My dad said one attorney told him it would cost $1,200 and another said $7,000. What are some factors I should consider in helping them chose an attorney?
Intellectual Property Law Attorney
A good trademark attorney can see the forest for the trees -- which only comes from experience in the field (which is true for all fields) -- and who has one eye on the practical business reality of the situation while the other is on the specialized trademark nuances of the situation.
Moreover, a good trademark attorney has both litigation and transactional experience, the latter including experience in negotiations with marketplace participants, with the Trademark Office registration process, and with the rulings and procedure of the Trademark Trial and Appeal Board. Someone (like me) who teaches in the field is normally well qualified.

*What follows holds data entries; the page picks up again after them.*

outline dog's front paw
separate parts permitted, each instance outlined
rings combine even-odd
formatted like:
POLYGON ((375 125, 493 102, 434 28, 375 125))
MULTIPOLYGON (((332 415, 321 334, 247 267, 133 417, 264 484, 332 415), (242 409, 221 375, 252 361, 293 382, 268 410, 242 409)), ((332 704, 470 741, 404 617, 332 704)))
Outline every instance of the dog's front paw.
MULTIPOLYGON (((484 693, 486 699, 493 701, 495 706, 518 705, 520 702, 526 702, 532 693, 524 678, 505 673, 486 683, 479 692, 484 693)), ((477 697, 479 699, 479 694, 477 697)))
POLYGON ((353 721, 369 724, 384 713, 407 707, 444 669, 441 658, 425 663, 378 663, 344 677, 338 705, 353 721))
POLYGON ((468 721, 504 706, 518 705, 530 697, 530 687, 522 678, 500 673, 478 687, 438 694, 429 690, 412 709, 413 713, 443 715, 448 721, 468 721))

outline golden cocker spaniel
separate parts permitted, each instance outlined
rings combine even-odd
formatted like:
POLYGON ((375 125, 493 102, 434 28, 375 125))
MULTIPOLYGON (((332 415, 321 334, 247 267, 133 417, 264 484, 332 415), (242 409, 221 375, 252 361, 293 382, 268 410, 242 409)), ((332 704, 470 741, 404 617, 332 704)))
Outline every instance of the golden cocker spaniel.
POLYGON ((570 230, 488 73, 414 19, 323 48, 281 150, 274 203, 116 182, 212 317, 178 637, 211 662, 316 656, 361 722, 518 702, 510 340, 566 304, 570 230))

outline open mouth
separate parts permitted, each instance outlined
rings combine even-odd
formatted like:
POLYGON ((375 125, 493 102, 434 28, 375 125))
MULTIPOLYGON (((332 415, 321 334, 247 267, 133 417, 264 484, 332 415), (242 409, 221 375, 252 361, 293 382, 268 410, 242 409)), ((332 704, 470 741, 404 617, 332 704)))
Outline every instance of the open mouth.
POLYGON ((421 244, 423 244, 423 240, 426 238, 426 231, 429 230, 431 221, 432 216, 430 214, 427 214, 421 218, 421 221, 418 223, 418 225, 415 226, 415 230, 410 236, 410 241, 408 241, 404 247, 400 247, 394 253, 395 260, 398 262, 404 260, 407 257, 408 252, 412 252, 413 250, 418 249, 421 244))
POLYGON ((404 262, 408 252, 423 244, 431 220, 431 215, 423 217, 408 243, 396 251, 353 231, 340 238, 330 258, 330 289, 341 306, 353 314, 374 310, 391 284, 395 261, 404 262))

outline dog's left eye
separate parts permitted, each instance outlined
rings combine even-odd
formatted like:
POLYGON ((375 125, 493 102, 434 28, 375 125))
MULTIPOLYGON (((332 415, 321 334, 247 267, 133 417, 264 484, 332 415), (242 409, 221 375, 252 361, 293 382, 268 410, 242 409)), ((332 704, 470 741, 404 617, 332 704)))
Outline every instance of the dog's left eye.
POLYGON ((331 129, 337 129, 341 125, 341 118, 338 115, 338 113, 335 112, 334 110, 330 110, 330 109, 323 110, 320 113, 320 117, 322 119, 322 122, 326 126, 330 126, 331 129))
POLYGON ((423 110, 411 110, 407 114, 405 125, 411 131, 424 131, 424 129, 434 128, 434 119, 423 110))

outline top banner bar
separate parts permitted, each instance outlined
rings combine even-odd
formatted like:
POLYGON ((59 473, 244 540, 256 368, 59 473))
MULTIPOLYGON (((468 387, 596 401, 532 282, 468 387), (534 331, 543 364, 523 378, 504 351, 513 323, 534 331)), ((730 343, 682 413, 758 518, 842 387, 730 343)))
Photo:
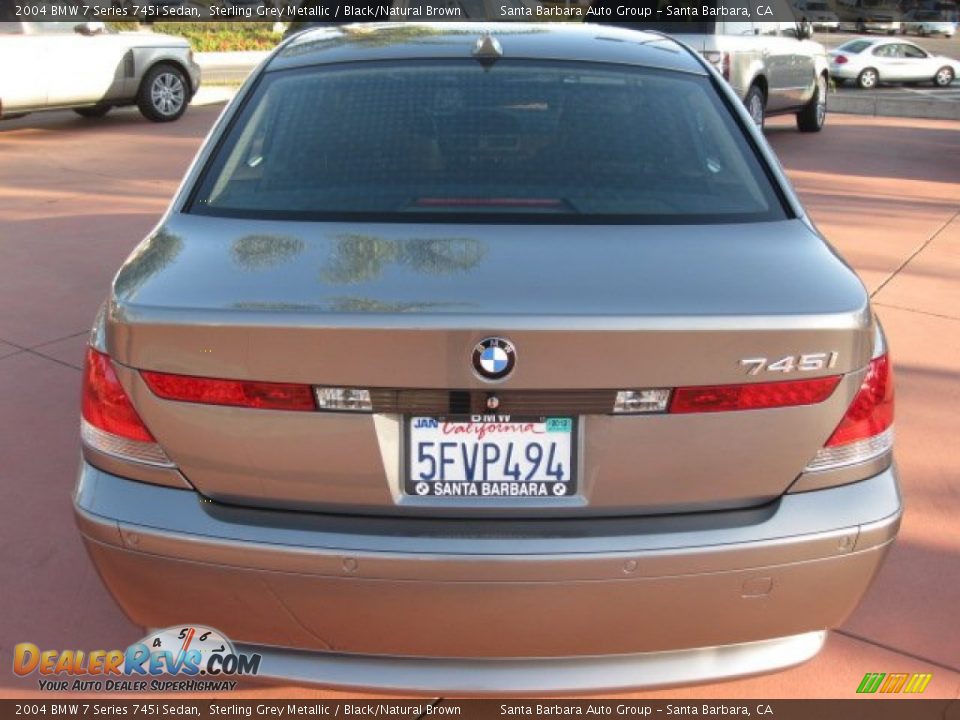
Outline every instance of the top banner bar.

Though I'm not taking on new clients at the moment, I can refer you to other qualified attorneys in Sacramento who can assist your Dad. E-mail me offline.

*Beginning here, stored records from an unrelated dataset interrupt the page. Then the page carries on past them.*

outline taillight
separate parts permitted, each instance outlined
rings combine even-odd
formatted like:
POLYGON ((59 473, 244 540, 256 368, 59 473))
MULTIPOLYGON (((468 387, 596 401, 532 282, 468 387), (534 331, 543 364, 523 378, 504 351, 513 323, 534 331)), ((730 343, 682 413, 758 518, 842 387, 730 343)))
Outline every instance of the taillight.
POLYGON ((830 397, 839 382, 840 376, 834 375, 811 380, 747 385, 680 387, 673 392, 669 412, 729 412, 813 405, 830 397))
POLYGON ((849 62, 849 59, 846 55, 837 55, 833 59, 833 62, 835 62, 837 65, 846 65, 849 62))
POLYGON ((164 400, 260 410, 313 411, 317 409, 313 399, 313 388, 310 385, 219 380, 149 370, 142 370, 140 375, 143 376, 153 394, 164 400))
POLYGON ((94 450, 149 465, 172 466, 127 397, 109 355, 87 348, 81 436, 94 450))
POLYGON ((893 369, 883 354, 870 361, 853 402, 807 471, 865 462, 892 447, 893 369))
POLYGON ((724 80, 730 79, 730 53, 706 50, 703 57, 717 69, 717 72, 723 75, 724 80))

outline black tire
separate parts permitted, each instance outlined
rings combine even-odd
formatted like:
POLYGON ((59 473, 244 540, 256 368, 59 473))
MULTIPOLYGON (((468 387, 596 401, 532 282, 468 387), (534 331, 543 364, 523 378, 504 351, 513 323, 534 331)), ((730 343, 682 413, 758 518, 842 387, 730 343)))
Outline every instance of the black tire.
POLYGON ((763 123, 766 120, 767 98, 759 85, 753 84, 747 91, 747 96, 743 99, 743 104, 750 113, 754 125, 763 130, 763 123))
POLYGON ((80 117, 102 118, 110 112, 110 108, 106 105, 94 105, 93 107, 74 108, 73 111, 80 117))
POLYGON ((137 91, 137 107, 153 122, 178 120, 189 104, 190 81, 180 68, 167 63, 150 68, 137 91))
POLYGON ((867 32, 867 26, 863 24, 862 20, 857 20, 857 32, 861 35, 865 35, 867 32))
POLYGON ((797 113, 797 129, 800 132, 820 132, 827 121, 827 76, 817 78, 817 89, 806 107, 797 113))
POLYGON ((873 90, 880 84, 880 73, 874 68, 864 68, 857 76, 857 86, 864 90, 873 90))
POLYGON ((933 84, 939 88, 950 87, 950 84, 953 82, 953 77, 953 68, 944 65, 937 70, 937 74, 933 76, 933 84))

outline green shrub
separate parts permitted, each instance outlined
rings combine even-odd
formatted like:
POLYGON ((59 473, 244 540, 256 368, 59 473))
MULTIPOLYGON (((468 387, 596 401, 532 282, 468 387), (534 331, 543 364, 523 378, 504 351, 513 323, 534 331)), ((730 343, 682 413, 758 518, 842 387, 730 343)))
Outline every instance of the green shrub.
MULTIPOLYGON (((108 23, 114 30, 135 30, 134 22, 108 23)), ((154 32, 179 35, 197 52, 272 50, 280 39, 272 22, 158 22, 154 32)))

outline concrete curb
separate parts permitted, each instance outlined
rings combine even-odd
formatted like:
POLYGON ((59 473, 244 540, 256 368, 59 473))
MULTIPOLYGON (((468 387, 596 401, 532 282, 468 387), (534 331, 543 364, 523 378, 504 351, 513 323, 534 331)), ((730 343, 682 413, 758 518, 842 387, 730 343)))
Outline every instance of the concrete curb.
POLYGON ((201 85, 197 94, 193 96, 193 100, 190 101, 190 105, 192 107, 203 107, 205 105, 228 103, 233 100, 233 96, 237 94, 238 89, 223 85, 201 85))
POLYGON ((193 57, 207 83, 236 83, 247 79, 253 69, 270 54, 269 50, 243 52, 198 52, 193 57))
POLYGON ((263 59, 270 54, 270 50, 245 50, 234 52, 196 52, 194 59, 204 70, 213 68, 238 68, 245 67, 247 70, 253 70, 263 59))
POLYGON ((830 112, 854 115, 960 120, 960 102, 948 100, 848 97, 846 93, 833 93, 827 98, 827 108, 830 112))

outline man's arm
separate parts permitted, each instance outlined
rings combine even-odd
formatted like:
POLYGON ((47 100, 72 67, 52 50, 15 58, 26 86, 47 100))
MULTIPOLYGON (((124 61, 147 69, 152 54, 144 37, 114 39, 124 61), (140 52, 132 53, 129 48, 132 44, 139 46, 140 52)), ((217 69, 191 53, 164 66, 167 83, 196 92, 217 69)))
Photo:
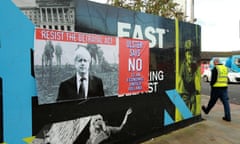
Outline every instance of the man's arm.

Besides experience in the transactional, litigation, and practical aspects of TM law, I'd give preference to any lawyers who formerly have worked for the USPTO. They know all the secrets about getting an application through.

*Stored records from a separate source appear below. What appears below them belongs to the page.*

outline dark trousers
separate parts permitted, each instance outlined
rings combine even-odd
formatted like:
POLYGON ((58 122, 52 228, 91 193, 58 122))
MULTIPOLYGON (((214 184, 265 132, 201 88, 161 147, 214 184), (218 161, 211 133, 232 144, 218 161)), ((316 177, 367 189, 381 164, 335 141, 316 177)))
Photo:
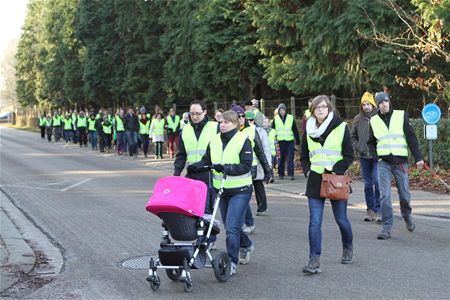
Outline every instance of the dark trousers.
POLYGON ((41 130, 41 138, 45 139, 45 126, 39 126, 39 129, 41 130))
POLYGON ((278 176, 284 177, 284 164, 287 163, 288 176, 294 176, 294 141, 279 141, 280 159, 278 160, 278 176))
POLYGON ((137 155, 137 133, 127 130, 128 153, 130 156, 137 155))
POLYGON ((100 152, 105 152, 105 139, 103 136, 103 131, 97 131, 98 148, 100 152))
POLYGON ((86 133, 86 128, 85 127, 79 127, 78 128, 78 139, 80 142, 80 147, 83 146, 83 144, 85 146, 87 146, 87 133, 86 133))
POLYGON ((142 151, 144 155, 147 156, 148 153, 148 134, 141 134, 142 151))
POLYGON ((55 127, 55 142, 59 142, 59 139, 61 138, 61 126, 55 127))
POLYGON ((157 157, 162 158, 163 157, 163 154, 162 154, 163 142, 155 142, 155 144, 156 144, 155 155, 157 157))
POLYGON ((52 141, 52 131, 53 131, 53 128, 51 128, 51 127, 46 127, 46 130, 47 130, 47 139, 48 139, 49 142, 51 142, 51 141, 52 141))
POLYGON ((111 140, 112 140, 112 134, 103 134, 103 141, 104 141, 104 147, 106 147, 106 149, 111 149, 111 140))
POLYGON ((178 133, 169 133, 169 154, 171 157, 175 155, 175 148, 178 148, 178 133))
POLYGON ((255 189, 256 204, 258 205, 257 212, 265 211, 267 209, 267 197, 263 180, 253 180, 253 187, 255 189))
POLYGON ((73 139, 72 132, 72 130, 64 130, 64 141, 66 143, 70 143, 70 141, 73 139))

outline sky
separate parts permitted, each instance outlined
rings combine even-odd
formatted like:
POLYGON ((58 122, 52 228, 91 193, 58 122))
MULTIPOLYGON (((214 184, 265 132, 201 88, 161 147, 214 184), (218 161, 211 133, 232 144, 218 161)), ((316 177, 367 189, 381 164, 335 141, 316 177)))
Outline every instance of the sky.
POLYGON ((0 0, 0 57, 12 39, 19 39, 28 0, 0 0))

Disclaimer: Please note that this answer does not constitute legal advice, and should not be relied on, since each state has different laws, each situation is fact specific, and it is impossible to evaluate a legal problem without a comprehensive consultation and review of all the facts and documents at issue. This answer does not create an attorney-client relationship.
Patent Application Attorney
An additional suggestion is that you can check their ratings by way of Martindale-Hubbell, a well-regarded attorney directory. If the attorney is "AV" rated, this is considered the best rating available.
DISCLAIMER: THE FOREGOING IS NOT INTENDED TO BE LEGAL ADVICE NOR DOES IT CREATE AN ATTORNEY-CLIENT RELATIONSHIP.